If not, then use a double FPM pool, and use a FastCGI load balancer to balance between the two pools when deploying. Lighttpd and Nginx have this feature enabled by default as far as I remember :

  • take out the server from load (disconnect it from your load balancer)
  • shut down FPM, you will kill PHP (and then OPCache) and will be extra safe especially about PHP's realpath cache, which may trick you. This latter will be cleared if you shut down FPM. Monitor the eventual workers that may be stuck, and kill them if necessary.
  • deploy a new version of your application at once
  • restart your FPM pool. Don't forget to prime your new cache smoothly by triggering curl requests on major application entry points before
  • open back your server to traffic

If you don't want to take your server out of the balancer, what can be done then, is :

  • Deploy your new code into another directory, as your PHP server has one FPM pool still active and serving production requests
  • Start another FPM pool, listening on another port, while still having the first FPM pool active and serving production requests
  • Now you have two FPM pools, one hot and working, one idle, waiting to be bound to requests
  • Change your documentroot symlink target to target the new deploy path, and immediately after, stop the first FPM pool. If you told your webserver about your two pools, it should notice the first pool is dying, and should load balance traffic to the new pool now, with no traffic interruption nor failing requests. The second pool will then be triggered, will resolve the new docroot symlink (as it is fresh and has a cleared realpath cache), and serve your new content. This clearly works, I used that on production servers many times, a ~80 lines well written shell script can take care of all this job.

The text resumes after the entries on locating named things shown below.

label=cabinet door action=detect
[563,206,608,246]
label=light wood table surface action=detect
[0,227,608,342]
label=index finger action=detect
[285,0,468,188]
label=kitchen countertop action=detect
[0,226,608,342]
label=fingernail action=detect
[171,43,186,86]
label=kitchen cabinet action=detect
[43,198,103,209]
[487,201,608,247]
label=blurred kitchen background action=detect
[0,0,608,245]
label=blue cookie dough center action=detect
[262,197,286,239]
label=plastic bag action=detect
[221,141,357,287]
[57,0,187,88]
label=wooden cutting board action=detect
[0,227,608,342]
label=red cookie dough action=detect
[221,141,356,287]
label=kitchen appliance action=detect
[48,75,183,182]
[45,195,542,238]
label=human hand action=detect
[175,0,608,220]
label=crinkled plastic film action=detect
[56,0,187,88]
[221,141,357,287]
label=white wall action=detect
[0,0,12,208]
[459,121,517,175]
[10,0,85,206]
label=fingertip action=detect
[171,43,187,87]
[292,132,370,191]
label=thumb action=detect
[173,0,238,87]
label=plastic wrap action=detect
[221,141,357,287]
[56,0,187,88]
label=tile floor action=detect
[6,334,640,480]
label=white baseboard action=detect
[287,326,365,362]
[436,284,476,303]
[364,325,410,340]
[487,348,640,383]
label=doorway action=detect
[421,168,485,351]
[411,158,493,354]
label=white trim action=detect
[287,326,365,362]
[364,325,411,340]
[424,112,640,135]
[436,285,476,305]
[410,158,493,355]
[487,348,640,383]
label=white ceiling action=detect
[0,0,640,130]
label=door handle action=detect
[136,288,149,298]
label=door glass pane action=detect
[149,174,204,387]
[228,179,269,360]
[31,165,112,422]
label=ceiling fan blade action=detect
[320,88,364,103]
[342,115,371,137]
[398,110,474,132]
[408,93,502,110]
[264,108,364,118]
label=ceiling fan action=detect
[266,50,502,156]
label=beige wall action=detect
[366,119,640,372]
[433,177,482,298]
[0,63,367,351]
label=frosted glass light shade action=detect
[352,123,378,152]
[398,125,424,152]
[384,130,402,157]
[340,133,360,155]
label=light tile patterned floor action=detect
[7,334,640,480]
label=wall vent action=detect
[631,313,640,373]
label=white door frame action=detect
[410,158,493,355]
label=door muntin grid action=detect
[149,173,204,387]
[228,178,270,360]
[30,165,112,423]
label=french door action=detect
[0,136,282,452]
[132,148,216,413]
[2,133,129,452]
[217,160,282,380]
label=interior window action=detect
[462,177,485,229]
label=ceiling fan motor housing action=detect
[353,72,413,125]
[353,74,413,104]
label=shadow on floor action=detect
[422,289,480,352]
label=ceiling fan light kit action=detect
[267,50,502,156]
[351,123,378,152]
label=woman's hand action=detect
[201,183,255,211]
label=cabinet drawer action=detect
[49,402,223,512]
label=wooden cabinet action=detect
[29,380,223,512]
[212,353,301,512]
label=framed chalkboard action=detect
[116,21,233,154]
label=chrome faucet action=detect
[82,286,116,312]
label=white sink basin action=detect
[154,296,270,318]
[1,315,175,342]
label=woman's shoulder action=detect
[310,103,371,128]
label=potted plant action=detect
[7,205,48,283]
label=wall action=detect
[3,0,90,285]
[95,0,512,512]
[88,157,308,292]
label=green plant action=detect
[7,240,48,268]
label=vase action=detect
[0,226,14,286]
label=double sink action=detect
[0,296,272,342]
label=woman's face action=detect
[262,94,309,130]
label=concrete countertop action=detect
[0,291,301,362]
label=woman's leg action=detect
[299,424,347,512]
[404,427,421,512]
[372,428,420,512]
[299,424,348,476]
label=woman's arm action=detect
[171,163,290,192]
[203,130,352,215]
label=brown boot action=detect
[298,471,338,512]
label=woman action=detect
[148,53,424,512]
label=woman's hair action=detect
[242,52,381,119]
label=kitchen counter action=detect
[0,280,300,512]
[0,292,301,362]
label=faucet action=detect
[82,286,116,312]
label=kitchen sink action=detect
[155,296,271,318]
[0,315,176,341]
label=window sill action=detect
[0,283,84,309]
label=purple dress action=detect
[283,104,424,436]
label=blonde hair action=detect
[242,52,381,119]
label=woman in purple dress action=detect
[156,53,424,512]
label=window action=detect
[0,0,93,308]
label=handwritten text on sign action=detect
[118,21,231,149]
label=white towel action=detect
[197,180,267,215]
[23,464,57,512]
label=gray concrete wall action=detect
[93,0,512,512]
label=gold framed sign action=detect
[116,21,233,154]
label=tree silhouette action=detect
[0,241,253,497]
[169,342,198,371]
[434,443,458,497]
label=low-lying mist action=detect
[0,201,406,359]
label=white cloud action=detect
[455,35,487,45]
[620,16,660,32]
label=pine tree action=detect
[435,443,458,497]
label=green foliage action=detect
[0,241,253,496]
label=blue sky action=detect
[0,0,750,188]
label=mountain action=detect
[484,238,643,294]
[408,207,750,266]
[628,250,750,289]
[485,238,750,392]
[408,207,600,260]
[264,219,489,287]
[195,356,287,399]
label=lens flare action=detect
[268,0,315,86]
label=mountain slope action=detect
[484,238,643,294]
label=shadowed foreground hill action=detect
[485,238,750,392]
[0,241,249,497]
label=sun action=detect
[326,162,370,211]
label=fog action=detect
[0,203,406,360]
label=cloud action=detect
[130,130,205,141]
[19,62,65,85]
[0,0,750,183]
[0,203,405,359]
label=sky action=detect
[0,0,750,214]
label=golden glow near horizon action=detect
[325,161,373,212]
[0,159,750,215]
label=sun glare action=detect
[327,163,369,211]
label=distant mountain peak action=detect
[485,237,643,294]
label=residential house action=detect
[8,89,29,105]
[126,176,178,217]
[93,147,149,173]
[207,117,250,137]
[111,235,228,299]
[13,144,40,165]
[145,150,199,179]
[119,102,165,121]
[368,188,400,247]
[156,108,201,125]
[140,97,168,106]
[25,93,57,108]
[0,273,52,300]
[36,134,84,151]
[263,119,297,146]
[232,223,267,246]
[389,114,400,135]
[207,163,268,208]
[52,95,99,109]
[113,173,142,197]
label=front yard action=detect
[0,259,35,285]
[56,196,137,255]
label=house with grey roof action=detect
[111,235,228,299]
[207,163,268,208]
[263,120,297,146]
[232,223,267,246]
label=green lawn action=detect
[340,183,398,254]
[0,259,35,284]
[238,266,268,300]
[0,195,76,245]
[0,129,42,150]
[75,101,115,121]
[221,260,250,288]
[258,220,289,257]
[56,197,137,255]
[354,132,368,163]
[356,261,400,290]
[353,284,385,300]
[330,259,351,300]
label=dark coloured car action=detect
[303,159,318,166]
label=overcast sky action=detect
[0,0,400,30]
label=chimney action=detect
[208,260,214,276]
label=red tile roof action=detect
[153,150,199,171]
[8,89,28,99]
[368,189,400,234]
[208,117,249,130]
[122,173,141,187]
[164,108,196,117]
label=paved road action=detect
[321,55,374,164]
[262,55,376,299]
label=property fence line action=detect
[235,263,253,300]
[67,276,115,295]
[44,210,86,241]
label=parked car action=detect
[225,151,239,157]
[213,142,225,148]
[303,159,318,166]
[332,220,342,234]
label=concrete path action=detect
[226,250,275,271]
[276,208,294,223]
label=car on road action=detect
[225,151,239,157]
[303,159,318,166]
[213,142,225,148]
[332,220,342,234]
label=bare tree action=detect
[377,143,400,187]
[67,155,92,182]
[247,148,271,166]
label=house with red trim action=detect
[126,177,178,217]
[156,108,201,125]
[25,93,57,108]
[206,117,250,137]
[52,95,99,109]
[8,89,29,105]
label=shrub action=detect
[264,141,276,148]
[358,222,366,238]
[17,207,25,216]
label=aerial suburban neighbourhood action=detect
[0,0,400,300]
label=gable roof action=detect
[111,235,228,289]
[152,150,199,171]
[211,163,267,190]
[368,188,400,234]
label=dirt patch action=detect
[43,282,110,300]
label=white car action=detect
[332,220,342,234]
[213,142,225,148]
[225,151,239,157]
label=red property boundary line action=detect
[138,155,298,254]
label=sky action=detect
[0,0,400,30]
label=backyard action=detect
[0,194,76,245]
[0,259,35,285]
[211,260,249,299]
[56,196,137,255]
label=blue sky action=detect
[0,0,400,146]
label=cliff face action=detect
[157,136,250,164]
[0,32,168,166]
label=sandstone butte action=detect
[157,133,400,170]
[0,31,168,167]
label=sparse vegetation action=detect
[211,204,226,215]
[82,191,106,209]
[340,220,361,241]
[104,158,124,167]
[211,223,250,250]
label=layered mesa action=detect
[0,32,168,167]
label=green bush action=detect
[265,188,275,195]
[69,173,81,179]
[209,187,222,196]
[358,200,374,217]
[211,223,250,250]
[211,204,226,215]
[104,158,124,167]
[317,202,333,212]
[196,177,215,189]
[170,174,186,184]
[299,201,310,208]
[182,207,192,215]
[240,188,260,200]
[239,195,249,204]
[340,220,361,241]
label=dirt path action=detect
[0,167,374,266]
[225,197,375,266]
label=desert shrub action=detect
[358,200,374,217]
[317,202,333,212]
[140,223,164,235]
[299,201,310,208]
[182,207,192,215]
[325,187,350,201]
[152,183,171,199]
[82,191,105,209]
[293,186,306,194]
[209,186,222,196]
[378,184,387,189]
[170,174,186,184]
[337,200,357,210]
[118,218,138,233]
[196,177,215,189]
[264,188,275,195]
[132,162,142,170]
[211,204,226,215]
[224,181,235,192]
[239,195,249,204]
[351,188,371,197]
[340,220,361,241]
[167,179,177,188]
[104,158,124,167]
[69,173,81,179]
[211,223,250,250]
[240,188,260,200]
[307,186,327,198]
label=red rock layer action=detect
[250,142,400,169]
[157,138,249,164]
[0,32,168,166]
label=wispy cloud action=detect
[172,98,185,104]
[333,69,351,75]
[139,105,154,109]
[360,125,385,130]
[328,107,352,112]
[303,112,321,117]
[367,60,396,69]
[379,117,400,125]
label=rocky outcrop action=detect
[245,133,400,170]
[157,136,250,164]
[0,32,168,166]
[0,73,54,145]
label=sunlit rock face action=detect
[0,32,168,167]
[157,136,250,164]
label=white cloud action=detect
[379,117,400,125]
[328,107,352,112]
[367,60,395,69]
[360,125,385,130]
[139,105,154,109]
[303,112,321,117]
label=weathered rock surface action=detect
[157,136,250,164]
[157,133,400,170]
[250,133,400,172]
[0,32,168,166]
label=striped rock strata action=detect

So depending on the settings, one unique script may lead to several keys computed by opcache. But the key store is not infinite : it is also allocated into shared memory, and may get full, in which case even if there is still lot of room into the shm, because the persistent script hashtable is full, OPCache will behave like if it had no more memory, and will trigger a restart for next requests.

You always should monitor the number of keys in the key store, for it never to be full.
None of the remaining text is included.